Design Studio (Three) Three

ARCHIVE

Tutors: Constance Lau and Stephen Harty

Constance Lau practices and teaches architecture in London and Singapore. The studio’s research interests in multiple interpretations and narratives are explored through the techniques of montage as well as notions of allegory. Narrative as an ongoing dialogue in architectural design is further articulated through projects in the book Dialogical Designs (2016).

Stephen Harty is an architect and director of Harty and Harty.

Mise-en-Scene: Displacement and the Grand Tour

Sir John Soane’s Museum, London was a residence, a place of learning and a repository for paintings, sculptures and architectural paraphernalia garnered over a lifetime. Much of this was inspired by Soane’s experiences on his Grand Tour during his early years. Hence from the end of the eighteenth-century until his death in 1837, nos. 12 and 13 Lincoln’s Inn Fields were constantly altered to accommodate new functions and acquisitions.

The spaces operated as analytical constructs that created a phantasmagoria of effects with inventive settings staged to reflect new narratives as well as technological advancements in architecture. The resulting theatre and ideas of theatricality could be argued as similar to the sixteenth-century notion of ‘cabinet of curiosities’ where the readings and meanings of the various objects were reliant on their immediate contexts. Hence the experience of the place is not singular, linear nor static.

While conservations efforts have ensured that the Soane Museum retains many of the key qualities, issues of use differ greatly from its inception, during Soane’s lifetime and at present. This can now only be understood through research where user patterns can be reconstructed through markings, and physical alterations to the buildings are able to provide information regarding changes to function and program. The words ‘theatre’ and ‘theatricality’ are used to describe spaces, buildings, activities, experiences and/or atmospheres. These various definitions will now be explored through architectural proposals, focusing on the notion of ‘use’ and the ability of the user to shape the reading of the Soane Museum, and later, the architectural proposal for an ‘archaeological artefact’.

Semester one: The Soane Theatre of ‘Curiosities’

The argument that ‘there is always a history of drawings, objects and buildings within and against which an architectural work can be seen’ is important. This notion of ‘polyphony’, which means ‘many voices’ is firstly explored through Sir John Soane’s Museum. Aldo Rossi’s II Teatro del Mondo (Theatre of the World) for the 1979 Architecture Biennale was designed to reference the eighteenth-century Venetian floating theatres. More importantly, this floating structure could interchangeably serve as a backdrop, a setting, and/or a work of architecture. This idea that a multiplicity of new meanings is created through the ever-changing relationships between program, object and site is key to the design of the Soane Theatre of ‘Curiosities’. Part residence, part museum/gallery, part repository, part theatre, the architectural narrative starts with issues of displacement and display. The design proposal takes on different theatrical effects to evoke the experiential and spatial qualities of a ‘cabinet of curiosity’.

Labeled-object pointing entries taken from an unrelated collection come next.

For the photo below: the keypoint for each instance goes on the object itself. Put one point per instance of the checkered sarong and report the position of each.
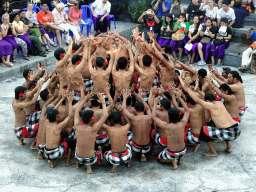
(190, 137)
(97, 157)
(116, 158)
(102, 139)
(56, 153)
(26, 131)
(33, 118)
(170, 155)
(227, 134)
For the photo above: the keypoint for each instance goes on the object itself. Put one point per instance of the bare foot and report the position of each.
(143, 157)
(40, 155)
(210, 154)
(114, 169)
(89, 169)
(196, 147)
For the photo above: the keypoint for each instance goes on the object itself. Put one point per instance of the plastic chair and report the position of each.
(88, 21)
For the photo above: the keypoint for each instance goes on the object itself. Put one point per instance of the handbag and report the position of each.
(205, 40)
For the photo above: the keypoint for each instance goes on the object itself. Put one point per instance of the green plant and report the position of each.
(136, 10)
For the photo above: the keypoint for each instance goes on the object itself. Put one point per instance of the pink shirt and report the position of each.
(75, 15)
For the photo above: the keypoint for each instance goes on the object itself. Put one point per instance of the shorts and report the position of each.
(97, 157)
(140, 148)
(56, 153)
(116, 158)
(40, 147)
(102, 139)
(26, 131)
(241, 111)
(171, 155)
(209, 133)
(190, 137)
(33, 118)
(158, 140)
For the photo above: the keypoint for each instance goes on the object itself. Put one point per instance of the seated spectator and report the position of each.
(166, 30)
(5, 50)
(10, 34)
(194, 38)
(45, 18)
(75, 16)
(60, 18)
(242, 9)
(208, 32)
(100, 10)
(180, 35)
(221, 42)
(163, 7)
(151, 20)
(35, 40)
(193, 10)
(38, 31)
(210, 12)
(226, 12)
(247, 54)
(176, 9)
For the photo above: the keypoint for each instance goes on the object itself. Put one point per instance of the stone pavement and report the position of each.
(235, 172)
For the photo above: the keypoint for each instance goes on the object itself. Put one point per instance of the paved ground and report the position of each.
(20, 169)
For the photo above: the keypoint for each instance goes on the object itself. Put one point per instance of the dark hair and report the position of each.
(51, 115)
(210, 97)
(94, 101)
(236, 75)
(190, 100)
(58, 52)
(26, 72)
(202, 72)
(226, 87)
(166, 103)
(147, 60)
(122, 62)
(86, 116)
(174, 115)
(116, 117)
(226, 69)
(18, 90)
(75, 59)
(99, 62)
(43, 94)
(139, 106)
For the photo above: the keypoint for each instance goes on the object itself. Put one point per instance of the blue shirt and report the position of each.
(167, 4)
(253, 35)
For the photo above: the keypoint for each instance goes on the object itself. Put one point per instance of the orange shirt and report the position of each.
(44, 18)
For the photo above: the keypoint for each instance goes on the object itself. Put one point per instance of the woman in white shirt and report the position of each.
(100, 10)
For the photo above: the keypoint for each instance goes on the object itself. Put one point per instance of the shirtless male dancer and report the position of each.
(141, 125)
(86, 131)
(175, 135)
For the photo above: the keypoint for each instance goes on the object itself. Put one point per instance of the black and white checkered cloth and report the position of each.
(97, 157)
(169, 155)
(33, 118)
(56, 153)
(227, 134)
(116, 158)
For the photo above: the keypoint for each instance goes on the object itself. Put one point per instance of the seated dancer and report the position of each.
(120, 146)
(175, 135)
(53, 148)
(141, 125)
(147, 74)
(226, 128)
(86, 131)
(22, 129)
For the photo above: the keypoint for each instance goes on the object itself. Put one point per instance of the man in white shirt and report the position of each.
(60, 18)
(227, 12)
(100, 10)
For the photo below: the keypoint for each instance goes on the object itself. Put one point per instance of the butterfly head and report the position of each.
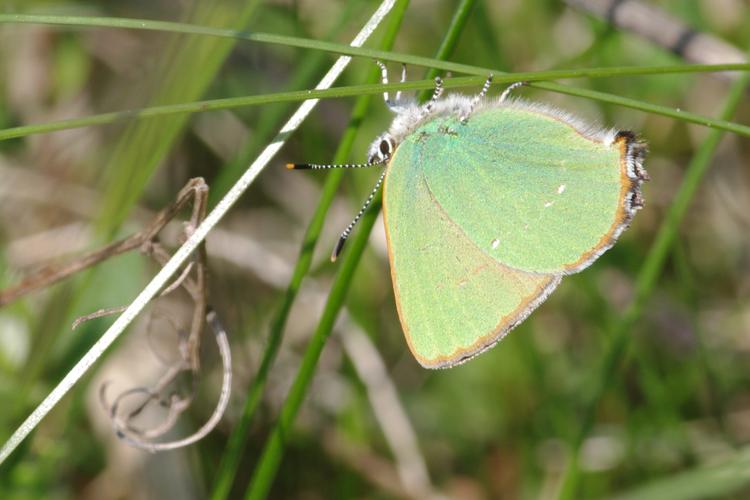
(381, 149)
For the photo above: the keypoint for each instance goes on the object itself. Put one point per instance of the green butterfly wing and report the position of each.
(454, 301)
(526, 187)
(473, 248)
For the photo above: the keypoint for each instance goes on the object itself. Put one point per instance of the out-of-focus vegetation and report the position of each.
(672, 419)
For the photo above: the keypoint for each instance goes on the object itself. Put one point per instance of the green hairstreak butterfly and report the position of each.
(488, 203)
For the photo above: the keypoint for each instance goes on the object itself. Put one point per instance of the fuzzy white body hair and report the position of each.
(411, 115)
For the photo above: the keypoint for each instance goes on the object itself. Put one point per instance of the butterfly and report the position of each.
(488, 203)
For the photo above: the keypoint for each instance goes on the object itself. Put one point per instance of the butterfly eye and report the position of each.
(385, 148)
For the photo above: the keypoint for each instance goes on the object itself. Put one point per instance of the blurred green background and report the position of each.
(673, 417)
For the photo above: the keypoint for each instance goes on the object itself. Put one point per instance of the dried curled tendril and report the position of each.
(192, 279)
(173, 402)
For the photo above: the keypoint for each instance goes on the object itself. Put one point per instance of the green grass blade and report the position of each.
(357, 90)
(270, 459)
(304, 76)
(190, 65)
(238, 439)
(645, 283)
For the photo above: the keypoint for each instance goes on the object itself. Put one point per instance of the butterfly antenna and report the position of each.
(348, 230)
(316, 166)
(510, 89)
(476, 99)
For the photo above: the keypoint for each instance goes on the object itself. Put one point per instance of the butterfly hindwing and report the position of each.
(454, 300)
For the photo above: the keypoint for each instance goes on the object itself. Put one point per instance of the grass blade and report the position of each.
(182, 254)
(645, 283)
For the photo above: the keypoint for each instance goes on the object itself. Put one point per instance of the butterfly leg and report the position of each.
(403, 79)
(510, 89)
(467, 112)
(427, 107)
(348, 230)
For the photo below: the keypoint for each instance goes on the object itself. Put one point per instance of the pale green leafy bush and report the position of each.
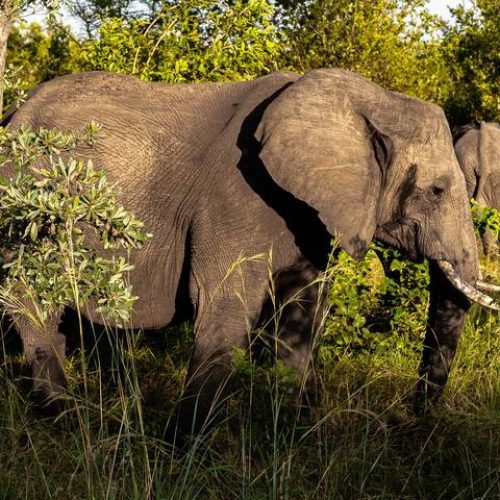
(485, 219)
(55, 214)
(371, 311)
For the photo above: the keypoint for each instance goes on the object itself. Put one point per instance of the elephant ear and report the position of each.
(317, 146)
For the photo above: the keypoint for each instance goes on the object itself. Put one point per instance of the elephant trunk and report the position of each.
(472, 293)
(447, 313)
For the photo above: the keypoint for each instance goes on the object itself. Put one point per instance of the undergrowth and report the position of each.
(359, 439)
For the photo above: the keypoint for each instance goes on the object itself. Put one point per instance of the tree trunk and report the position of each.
(5, 24)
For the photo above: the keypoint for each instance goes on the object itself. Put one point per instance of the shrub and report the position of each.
(53, 211)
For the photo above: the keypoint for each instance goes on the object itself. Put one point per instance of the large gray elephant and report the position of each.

This building is to be designed as an extension of the existing Soane Museum occupying the rear plot, right through onto Whetstone Park, to include an additional new entrance. In addition to the qualities apparent in the existing Soane Museum, design concepts can be furthered through investigating the various definitions of the words ‘theatre’ and ‘theatricality’ as previously mentioned. Hence the experience of architecture is seen as ongoing theoretical and physical responses.